After years as a live show, almost 300 episodes of the podcast, and now beginning its third season, it is incredible how adaptable and successful the formula is for Comedy Bang! Bang!. Each iteration allows the show to conform to a new format, using every version to its strengths. The live show—which now only exists with the occasional tours—is the most restrictive, with the stage and the audience’s imagination being the largest tools at host Scott Aukerman’s disposal. The podcast—still the best version of the series and the funniest podcast available—relies heavily on both imagination and the chemistry between Aukerman and his open-door policy towards guests.
With Comedy Bang! Bang! the TV show, the franchise is at its most ambitious. The TV show takes those abstract ideas and makes them a reality. While on the podcast or the live show, one comedian can have almost a dozen of his characters commit suicide on air or throw an in-studio beach party, the TV show must figure out a way to make this craziness real. It’s not only Comedy Bang! Bang!’s biggest obstacle, but also its greatest strength.
“Patton Oswalt Wears A Black Blazer and Dress Shoes” is a perfect example of how Comedy Bang! Bang! utilizes TV in an excellent way that stands apart from any of the show’s other mediums. The pace is much faster and they try so many different ideas from any of the other versions of the show, while still maintaining that great CBB spirit.
Each season premiere has started with a former CBB podcast guest, such as Zach Galifianakis or Andy Samberg, but none of them have been as much a staple of the podcast as Patton Oswalt. As heard on his latest appearance on the podcast, where he’s confronted with an alien named Qthor and new CBB favorite Traci Rearden, Oswalt is game to go along with any scenario and almost becomes like a co-host to Scott “Meet thefockerman” Aukerman.
In this season premiere, we get two different groups of criminals trying to steal the CBB set with hilariously bad special effects and an incredible, escalating death trial because Aukerman accidentally opened Reggie’s—sorry, Ryan Watts’—mail.
In the spirit of “Attaboy or Tsk-tsk,” we get a great new game called “Winner or Sinner,” in which people at a coffee shop are asked to keep an eye on a computer for another customer and are judged “winner” if they keep watch, or “sinner” if they do not. As with most Aukerman games, there are many more layers to it. Two computers are introduced, fights break out, and babies are born.
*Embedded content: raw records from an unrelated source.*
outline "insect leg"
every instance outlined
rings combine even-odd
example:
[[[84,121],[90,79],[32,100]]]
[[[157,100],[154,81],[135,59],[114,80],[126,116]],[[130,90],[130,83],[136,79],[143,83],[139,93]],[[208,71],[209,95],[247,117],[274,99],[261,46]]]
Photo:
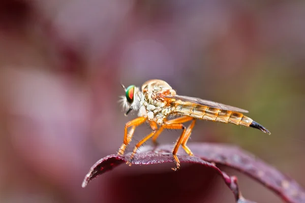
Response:
[[[128,122],[125,124],[125,129],[124,131],[124,140],[123,144],[118,149],[117,154],[119,155],[123,155],[124,154],[126,147],[128,145],[132,136],[133,136],[134,132],[135,131],[136,126],[141,125],[144,123],[147,120],[147,118],[145,117],[138,117],[133,120]],[[133,126],[133,128],[131,129],[129,134],[128,133],[128,129],[129,127]]]
[[[136,145],[136,146],[135,147],[135,148],[134,149],[133,151],[132,152],[132,154],[131,154],[131,155],[130,156],[130,158],[129,158],[129,160],[126,162],[127,164],[129,165],[130,166],[131,165],[131,162],[132,161],[132,159],[133,159],[133,157],[135,155],[135,154],[136,154],[136,153],[137,153],[137,150],[138,150],[138,149],[139,149],[139,148],[142,145],[143,145],[143,144],[144,144],[144,143],[145,143],[149,138],[150,138],[151,137],[152,137],[152,136],[156,132],[156,131],[153,131],[152,132],[150,132],[148,136],[147,136],[146,137],[145,137],[145,138],[144,138],[140,142],[139,142],[138,143],[137,143],[137,144]]]
[[[193,118],[189,116],[182,116],[179,118],[174,118],[172,120],[170,120],[168,121],[167,120],[165,120],[164,123],[165,124],[177,124],[177,123],[181,123],[186,122],[188,122],[192,120]],[[154,137],[152,137],[152,143],[155,145],[158,145],[158,143],[157,142],[157,139],[160,135],[160,133],[156,133]]]
[[[180,168],[180,161],[178,159],[178,157],[177,156],[177,151],[178,151],[178,149],[179,149],[179,147],[180,145],[181,145],[181,143],[182,142],[183,139],[184,138],[184,136],[186,134],[186,132],[187,131],[187,128],[184,126],[184,124],[179,123],[179,124],[165,124],[162,125],[163,128],[167,128],[167,129],[182,129],[183,131],[181,134],[181,136],[179,137],[179,139],[176,142],[176,144],[174,148],[174,150],[173,150],[173,157],[174,157],[174,160],[176,163],[176,167],[172,168],[172,169],[174,171],[177,171]]]
[[[182,143],[181,143],[181,146],[182,147],[182,148],[190,156],[193,156],[194,154],[193,154],[190,148],[189,148],[189,147],[187,146],[187,143],[188,142],[188,140],[189,140],[189,138],[190,138],[190,136],[191,136],[192,130],[193,130],[193,128],[194,127],[195,123],[196,120],[193,119],[191,124],[189,126],[189,127],[188,127],[188,129],[187,129],[186,134],[183,139]]]
[[[158,129],[158,126],[156,122],[154,121],[149,121],[149,125],[150,126],[150,127],[151,128],[151,129],[152,129],[152,132],[151,132],[148,136],[144,138],[140,142],[137,143],[134,149],[132,154],[131,154],[131,155],[130,156],[129,160],[126,163],[130,166],[131,165],[131,162],[132,161],[134,156],[135,155],[136,153],[137,153],[137,150],[138,150],[138,149],[139,149],[139,148],[142,145],[143,145],[143,143],[144,143],[146,141],[149,140],[149,138],[150,138],[152,136],[154,136],[154,134],[159,134],[162,131],[162,130],[163,130],[163,128],[162,128],[162,127],[160,127],[159,129]]]

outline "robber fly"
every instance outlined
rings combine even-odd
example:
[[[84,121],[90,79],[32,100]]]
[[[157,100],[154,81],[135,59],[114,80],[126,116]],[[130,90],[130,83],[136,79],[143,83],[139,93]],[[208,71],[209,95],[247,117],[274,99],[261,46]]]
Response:
[[[129,161],[131,165],[133,158],[139,147],[152,138],[154,143],[164,129],[180,129],[182,133],[177,140],[172,155],[176,171],[180,167],[177,152],[179,147],[182,148],[190,156],[193,153],[187,146],[196,119],[208,120],[223,123],[230,123],[257,128],[264,132],[270,134],[264,127],[254,121],[242,113],[248,111],[214,101],[199,98],[180,96],[176,94],[166,82],[161,80],[150,80],[145,82],[141,89],[134,85],[126,88],[126,95],[121,96],[121,101],[127,115],[133,110],[138,111],[138,117],[128,122],[125,125],[124,143],[119,149],[118,154],[123,155],[127,146],[131,141],[136,127],[145,122],[150,125],[152,132],[139,142],[134,148]],[[180,116],[171,120],[173,116]],[[183,123],[191,121],[187,128]],[[131,127],[128,132],[128,128]]]

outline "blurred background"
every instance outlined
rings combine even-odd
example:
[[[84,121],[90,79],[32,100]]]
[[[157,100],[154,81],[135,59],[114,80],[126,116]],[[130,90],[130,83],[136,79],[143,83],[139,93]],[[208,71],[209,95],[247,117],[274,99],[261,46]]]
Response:
[[[120,83],[151,79],[248,110],[270,136],[201,121],[189,142],[240,146],[305,186],[304,19],[302,1],[1,1],[0,202],[233,202],[220,178],[192,166],[124,165],[81,187],[136,116],[121,111]],[[131,146],[149,132],[137,128]],[[246,197],[282,202],[222,168]]]

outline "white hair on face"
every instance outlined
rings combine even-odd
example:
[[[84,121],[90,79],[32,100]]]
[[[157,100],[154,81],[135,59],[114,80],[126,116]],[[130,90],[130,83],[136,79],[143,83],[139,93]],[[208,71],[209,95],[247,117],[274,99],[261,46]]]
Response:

It keeps going on for far too long, which makes it even funnier. It’s the highlight of this season premiere.
But of course it’s the great guests interacting with Aukerman that always make CBB so wonderful. Aukerman interviews Oswalt with certain (obviously pre-discussed) topics, but the improvisational feel does make it fantastic. It’s easy to see the podcast of Aukerman sneak out when he asks whether or not Oswalt—having been born in 1969—was also conceived in a 69 position. When Aukerman asks Oswalt what his favorite Star-related thing is: Wars, Trek, Search or Bucks, and Oswalt replies “Star Jones,” it makes you want to join in on Aukerman and Watts’ slow clap.
Jerry Minor’s appearance as Mailman Manny with the CBB Mailbag is reminiscent of the show’s clear influence, Pee-Wee’s Playhouse and Mail Woman Reba, yet of course CBB gets much darker with Manny than Pee-Wee ever could. SNL’s Vanessa Bayer appears as Doctor Susan Armhold, a turtle expert who is tired of turtles and reverts to a childlike state to comfort herself. This first episode is lighter on guests than some episodes of the TV show, but it’s nice to start with a calmer episode in a season sure to be full of insanity.
IIIIIIIIIIIIIIIT’s BEEN too long since season two of Comedy Bang! Bang!, but “Patton Oswalt Wears a Black Blazer and Dress Shoes” is a welcome return to the show and a fine primer into what this show can be for longtime fans and newcomers. Last year the Comedy Bang! Bang! podcast was known for being one of the show’s best, and there’s no doubt the TV show could follow in line.